怖気と悟り
全身を隈なく舐め回すように視線を送るには些か無理がある横向きに倒れた身体だったが、下腹部のあたりから大量の血液が漏れ出ているのが間を置かずに分かった。その瞬間、ぐにゃりと視界が歪むかのような目眩を催し、片膝をつかずにはいられなかった。疑念や推し量るべき現実との押し引きによって生じる摩擦は、性別を大別する生物的特徴の一つである陰部が切り取られたことへ、身につまされたからに違いない。未だ覚束ない身体に鞭を打ち、俺はその場から離れた。
電気信号という無意識を司る野生的根源は、知らぬ間に城へ戻ることを指示し、あまりの寝苦しさに部屋を離れた来し方のことも忘れて、板間と然のみ変わらぬ硬いベッドの上に倒れ込む。より良い寝心地を探して首を左右に倒すなどの、眠る機会を逸した不眠症のもがきに辟易することもなければ、とりとめもなく時間だけが過ぎていく無為なる焦りを感じる暇すらなく、俺は眠りに落ちていた。
時計という文明の利器を持たずに時間の概念を取り込むには、やはり太陽の位置に依存する。窓を介して朝と夜の区別をする手軽さは、城へ来てから知ったものの、燃え尽きた蝋燭灯もまた、経過した時間の流れを捉えるのに役立った。真っ暗闇の中、俺は人差し指に炎を灯し、歩行の補助にあてがう。そして、扉を開いて廊下に出ようとすると、俺は例に漏れず驚きの声を上げる。
「うぇ?!」
部屋の扉を開けた直後に人と顔を合わせる不測の事態は、慣れていくしかないのだろう。
「お待ちしておりました」
杓子定規に挨拶をこなすアイは、バエルへの忠誠心と結び付いており、この態度を間に受けて気分を良くするのは間違っている。
「そんな部屋の前でずっと待ってなくて……」
言い終わる前に、俺がバエルの信頼を勝ち取るまでに至っていないことを悟り、言下に言葉を取り下げた。

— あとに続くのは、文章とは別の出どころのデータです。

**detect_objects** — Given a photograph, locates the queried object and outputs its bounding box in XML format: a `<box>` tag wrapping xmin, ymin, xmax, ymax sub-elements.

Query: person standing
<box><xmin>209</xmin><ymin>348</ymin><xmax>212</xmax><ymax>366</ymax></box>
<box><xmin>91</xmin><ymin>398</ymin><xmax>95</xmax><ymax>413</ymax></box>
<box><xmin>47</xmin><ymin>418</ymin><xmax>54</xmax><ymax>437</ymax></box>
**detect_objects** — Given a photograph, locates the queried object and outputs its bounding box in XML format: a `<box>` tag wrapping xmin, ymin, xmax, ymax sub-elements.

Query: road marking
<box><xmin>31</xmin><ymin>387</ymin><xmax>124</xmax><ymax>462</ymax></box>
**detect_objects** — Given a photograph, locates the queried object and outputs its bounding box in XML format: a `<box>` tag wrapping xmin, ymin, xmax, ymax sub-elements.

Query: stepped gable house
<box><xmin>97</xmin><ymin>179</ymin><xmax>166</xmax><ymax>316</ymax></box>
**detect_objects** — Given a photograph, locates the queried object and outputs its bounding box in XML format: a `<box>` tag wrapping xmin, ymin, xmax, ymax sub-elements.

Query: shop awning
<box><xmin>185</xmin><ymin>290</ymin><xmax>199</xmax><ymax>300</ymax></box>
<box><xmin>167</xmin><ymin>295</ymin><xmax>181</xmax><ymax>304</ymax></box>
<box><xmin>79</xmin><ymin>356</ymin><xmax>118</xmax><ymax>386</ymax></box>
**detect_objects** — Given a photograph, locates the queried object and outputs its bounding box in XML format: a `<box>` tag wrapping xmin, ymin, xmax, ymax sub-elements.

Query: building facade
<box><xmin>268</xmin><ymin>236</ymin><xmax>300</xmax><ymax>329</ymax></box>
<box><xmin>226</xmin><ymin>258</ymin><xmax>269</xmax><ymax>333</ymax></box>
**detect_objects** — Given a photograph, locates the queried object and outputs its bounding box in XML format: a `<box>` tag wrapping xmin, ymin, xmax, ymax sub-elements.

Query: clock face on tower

「今日もあの村に行って、行方不明者の所在を調べに行くんだよな?」
俺が訊くと、アイが黙って頷いた。空きっ腹を知らせる下品な虫が鳴り、俺は朝食か昼食かの判断もつかないまま、食事を取る為の時間を設けることを提案する。
「今日も同じとこでどうだい?」
「はい」
取捨選択を持たないアイに対して、言葉を取り繕い懐柔するような労は伴わず、顎で使っても文句を言わないだろう。しかし、その優越意識に浸って横柄になるような自尊心は律せなければならない。自惚れは足元を掬われる起因になる。ひいては、手前勝手に親しみを覚え、軽はずみに距離を縮める愚かな者も演じる気はない。俺は黙々とアイを連れ立って、食事処に向かう。
燦々と降り注ぐ陽光は、昨晩の退廃的な気風を鎮め、無自覚に張り詰めていた胸の重さが幾ばくか軽くなった気がした。連綿と繰り返す太陽の浮き沈みに準ずるだけの恩恵があり、健康に作用すると口酸っぱく言われた訳をこの異世界で享受する。
石で舗装された町の地面や、土着的な作業に追い立てられていない町民の姿は、そこに魔術師が根付いているかどうかに関わっているように思え、行方不明者を風来坊と紐づける村の厭世観とは著しく乖離している。